Een park in de achtertuin
Het pareltje van dit pand is de achtertuin, die uitloopt in een buurtpark tussen de blokken aan de Bloklandstraat en de Schoonoordstraat in. De Schoonoordtuin, sinds 1993 een bewonersinitiatief. Een verborgen weelderige groene plek, die door de bewoners wordt bijgehouden.

Boven zijn de woningen, waar door de jaren heen verschillende mensen uit het netwerk van Stad in de Maak hebben gewoond. Tijdens de Syrische vluchtelingencrisis woonden er ook twee Syriërs die te voet naar Europa waren gekomen.
Ook het pand zelf onderging de nodige veranderingen door de jaren heen. Eerst was er een gedeelde woonkamer en keuken, maar later hebben de toenmalige bewoners Luuk, Gaia en Lonneke de ruimtes zo verbouwd dat ieder een eigen keukenvoorziening heeft. Als ruimtelijk vormgevers en kunstenaars is een beetje verbouwen voor hen geen probleem, ook al is het slechts tijdelijk.

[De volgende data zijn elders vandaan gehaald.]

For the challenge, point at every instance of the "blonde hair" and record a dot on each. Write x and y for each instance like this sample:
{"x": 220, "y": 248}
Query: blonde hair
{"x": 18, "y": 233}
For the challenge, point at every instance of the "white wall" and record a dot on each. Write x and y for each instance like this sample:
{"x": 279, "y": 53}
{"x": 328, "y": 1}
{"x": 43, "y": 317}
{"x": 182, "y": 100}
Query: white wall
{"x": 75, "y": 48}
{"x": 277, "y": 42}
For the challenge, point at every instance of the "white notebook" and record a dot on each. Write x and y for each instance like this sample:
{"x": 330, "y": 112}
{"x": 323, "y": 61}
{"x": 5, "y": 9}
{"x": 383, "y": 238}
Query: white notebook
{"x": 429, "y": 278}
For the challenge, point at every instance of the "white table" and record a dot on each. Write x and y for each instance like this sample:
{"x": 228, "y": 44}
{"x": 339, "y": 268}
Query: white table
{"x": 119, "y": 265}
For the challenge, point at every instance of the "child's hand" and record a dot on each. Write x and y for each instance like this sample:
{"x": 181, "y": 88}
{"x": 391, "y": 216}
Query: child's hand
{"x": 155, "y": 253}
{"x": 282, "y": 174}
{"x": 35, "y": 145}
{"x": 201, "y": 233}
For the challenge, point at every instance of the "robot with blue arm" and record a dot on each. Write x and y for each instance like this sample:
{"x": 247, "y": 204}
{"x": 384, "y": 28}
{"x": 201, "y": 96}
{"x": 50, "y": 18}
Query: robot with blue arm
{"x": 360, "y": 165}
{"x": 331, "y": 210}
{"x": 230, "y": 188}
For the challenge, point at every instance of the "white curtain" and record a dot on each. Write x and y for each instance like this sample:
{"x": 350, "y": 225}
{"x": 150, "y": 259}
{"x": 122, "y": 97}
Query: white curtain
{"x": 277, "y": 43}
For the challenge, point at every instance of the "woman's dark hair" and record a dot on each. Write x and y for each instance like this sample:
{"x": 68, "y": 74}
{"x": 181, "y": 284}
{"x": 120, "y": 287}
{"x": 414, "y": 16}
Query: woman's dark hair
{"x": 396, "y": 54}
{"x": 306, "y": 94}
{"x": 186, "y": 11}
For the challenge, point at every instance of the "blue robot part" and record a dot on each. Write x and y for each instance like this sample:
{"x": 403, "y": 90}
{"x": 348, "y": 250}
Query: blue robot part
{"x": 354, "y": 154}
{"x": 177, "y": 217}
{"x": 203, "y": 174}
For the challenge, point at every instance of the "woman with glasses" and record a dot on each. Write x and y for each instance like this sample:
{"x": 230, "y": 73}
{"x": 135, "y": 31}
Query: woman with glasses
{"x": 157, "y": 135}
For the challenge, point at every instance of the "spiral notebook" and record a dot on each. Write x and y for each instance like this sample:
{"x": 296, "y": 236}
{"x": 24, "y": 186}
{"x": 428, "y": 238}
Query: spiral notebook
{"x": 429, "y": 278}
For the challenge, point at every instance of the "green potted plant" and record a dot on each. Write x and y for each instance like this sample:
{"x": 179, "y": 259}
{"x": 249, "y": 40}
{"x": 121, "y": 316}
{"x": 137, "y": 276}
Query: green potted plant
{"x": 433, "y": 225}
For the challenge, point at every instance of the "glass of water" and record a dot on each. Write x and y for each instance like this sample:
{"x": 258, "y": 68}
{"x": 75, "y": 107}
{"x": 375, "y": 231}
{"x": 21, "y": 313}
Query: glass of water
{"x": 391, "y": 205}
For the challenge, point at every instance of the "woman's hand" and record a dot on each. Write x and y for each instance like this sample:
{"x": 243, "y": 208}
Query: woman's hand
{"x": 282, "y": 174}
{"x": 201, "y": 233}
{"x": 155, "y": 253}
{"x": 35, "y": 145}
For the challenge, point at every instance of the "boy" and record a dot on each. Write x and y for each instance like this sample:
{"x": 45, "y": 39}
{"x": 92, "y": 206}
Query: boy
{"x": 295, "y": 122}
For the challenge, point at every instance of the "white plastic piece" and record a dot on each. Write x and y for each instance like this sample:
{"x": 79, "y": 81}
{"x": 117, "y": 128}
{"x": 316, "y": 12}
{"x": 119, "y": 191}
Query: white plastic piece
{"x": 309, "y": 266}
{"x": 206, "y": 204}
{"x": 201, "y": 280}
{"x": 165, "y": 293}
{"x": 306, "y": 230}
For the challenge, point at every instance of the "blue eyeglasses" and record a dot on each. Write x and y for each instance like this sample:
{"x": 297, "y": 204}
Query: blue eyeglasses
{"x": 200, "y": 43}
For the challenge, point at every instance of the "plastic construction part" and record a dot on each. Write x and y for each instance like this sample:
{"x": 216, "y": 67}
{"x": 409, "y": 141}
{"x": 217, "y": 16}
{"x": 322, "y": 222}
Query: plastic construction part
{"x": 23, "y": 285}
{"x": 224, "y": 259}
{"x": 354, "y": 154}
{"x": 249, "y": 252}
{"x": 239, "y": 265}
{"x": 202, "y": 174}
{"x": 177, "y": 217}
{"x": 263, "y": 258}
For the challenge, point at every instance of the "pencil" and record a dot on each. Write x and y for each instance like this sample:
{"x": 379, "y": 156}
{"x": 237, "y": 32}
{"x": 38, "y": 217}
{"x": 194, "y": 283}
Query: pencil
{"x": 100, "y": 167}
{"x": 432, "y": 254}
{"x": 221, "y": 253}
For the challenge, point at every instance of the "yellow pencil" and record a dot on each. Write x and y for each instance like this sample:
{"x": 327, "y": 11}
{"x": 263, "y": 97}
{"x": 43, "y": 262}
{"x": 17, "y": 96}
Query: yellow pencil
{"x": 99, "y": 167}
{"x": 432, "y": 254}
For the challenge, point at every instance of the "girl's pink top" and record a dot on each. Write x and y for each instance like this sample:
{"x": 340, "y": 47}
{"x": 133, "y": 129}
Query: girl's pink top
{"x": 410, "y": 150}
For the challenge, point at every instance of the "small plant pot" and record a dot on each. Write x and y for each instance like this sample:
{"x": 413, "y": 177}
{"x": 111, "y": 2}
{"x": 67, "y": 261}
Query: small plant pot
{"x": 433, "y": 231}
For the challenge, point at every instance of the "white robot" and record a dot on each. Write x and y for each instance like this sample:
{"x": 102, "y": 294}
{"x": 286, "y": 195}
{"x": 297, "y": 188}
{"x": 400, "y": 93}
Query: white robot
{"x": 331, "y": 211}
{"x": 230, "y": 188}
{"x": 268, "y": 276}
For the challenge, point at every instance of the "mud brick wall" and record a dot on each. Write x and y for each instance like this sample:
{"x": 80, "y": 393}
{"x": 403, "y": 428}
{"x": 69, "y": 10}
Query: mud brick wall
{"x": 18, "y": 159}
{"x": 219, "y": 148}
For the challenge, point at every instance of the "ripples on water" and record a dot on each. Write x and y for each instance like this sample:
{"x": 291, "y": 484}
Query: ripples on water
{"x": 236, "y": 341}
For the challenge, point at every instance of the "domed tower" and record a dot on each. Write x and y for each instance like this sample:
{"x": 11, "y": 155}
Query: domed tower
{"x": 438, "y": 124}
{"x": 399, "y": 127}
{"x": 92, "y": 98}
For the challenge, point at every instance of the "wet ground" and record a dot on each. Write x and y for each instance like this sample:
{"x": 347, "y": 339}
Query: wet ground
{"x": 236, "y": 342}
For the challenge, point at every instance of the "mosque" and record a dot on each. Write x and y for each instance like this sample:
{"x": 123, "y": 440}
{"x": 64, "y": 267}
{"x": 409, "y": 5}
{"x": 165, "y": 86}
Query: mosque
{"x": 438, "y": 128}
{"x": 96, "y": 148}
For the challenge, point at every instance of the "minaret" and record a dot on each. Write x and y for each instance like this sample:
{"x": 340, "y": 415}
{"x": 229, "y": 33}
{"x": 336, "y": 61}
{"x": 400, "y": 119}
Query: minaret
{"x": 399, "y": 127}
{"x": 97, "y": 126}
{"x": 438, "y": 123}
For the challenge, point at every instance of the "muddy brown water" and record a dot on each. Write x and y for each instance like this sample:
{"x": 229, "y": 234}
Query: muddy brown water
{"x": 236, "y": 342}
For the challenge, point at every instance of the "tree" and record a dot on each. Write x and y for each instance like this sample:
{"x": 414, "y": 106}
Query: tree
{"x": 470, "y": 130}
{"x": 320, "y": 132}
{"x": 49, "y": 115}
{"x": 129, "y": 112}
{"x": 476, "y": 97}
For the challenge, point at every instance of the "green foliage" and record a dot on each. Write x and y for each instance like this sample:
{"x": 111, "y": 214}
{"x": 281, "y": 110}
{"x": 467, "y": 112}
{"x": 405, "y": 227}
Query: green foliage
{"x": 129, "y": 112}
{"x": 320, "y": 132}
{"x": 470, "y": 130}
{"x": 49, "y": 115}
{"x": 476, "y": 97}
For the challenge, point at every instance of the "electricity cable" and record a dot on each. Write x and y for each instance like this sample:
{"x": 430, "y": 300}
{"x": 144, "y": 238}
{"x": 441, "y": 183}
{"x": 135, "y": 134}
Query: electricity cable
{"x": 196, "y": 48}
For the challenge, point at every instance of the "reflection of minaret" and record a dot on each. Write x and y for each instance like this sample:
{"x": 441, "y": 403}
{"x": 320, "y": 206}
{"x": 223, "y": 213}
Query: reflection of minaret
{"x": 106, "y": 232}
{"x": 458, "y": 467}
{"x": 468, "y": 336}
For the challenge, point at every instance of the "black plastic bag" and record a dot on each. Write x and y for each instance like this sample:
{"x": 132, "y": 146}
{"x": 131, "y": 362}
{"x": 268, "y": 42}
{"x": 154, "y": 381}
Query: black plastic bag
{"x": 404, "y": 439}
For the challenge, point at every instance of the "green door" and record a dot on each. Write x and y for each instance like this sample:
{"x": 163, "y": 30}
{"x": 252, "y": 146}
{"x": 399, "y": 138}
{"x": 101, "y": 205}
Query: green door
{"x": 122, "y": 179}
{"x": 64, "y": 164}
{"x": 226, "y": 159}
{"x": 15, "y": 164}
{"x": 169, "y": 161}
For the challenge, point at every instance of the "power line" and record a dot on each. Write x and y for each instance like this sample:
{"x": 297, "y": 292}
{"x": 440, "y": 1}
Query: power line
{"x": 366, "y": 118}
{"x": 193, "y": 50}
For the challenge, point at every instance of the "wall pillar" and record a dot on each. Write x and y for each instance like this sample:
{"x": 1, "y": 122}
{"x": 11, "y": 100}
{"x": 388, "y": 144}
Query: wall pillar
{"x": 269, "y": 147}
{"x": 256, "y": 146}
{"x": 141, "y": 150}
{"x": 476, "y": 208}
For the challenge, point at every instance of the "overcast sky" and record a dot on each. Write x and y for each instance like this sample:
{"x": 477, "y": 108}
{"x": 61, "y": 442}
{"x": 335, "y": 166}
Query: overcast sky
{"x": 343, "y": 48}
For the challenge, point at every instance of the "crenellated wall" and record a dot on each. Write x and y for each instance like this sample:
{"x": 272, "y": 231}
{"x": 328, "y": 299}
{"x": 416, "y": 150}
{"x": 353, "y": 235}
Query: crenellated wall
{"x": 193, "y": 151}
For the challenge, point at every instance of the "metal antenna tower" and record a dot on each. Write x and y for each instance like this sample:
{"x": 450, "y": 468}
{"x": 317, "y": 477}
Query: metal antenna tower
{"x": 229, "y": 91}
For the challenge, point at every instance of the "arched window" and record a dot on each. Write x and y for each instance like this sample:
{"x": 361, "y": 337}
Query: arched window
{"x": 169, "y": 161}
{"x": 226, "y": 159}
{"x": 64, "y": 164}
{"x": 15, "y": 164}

Gaia Suyling Smit – tot 2023 bij Stad in de Maak – aan het woord:
“Ik besef wat een geluk ik heb dat ik hier al zes jaar woon, terwijl vrienden van mij echt heel veel moeite hebben om een huis te vinden vanwege de situatie op de woningmarkt.” Ik kwam hier ooit toen ik ging studeren aan de Willem de Kooning Academie. Mijn vader had een vriend die kunstenaar was in Rotterdam en die kende Erik van Stad in de Maak. Dit kwam net vrij en ik was de eerste bewoner.
Uiteindelijk gaan ze hier de fundering van het pand doen, dan zal ik eruit moeten. Dat is geen probleem. Ik heb mijn leven flexibel ingericht. Ik werk nu bij Bloemenwinkel ’s Zomers, waar ik zorg dat restaurants en kantoren mooie bloemstukken krijgen. Heel leuk vind ik het. Maar als ik weg zou moeten, ga ik misschien wel naar het buitenland.
Van alle panden van Stad in de Maak gebeurt hier misschien het minste. Eigenlijk wil ik de ruimte beneden leegtrekken en weer wat meer ermee doen. Ik voel me medeverantwoordelijk voor de missie van Stad in de Maak. Wat ik nu vooral doe is meehelpen als iemand hulp nodig heeft met sjouwen en opbouwen.
Het is leuk om onderdeel van Stad in de Maak te zijn. Iedereen heeft iets unieks, de mensen weten allemaal ergens wat vanaf, er is veel leuks te beleven. De eerste jaren hadden we ook meer lezingen over onze visie, ik hoop dat dit weer terugkomt. “Samen staan we ergens voor.”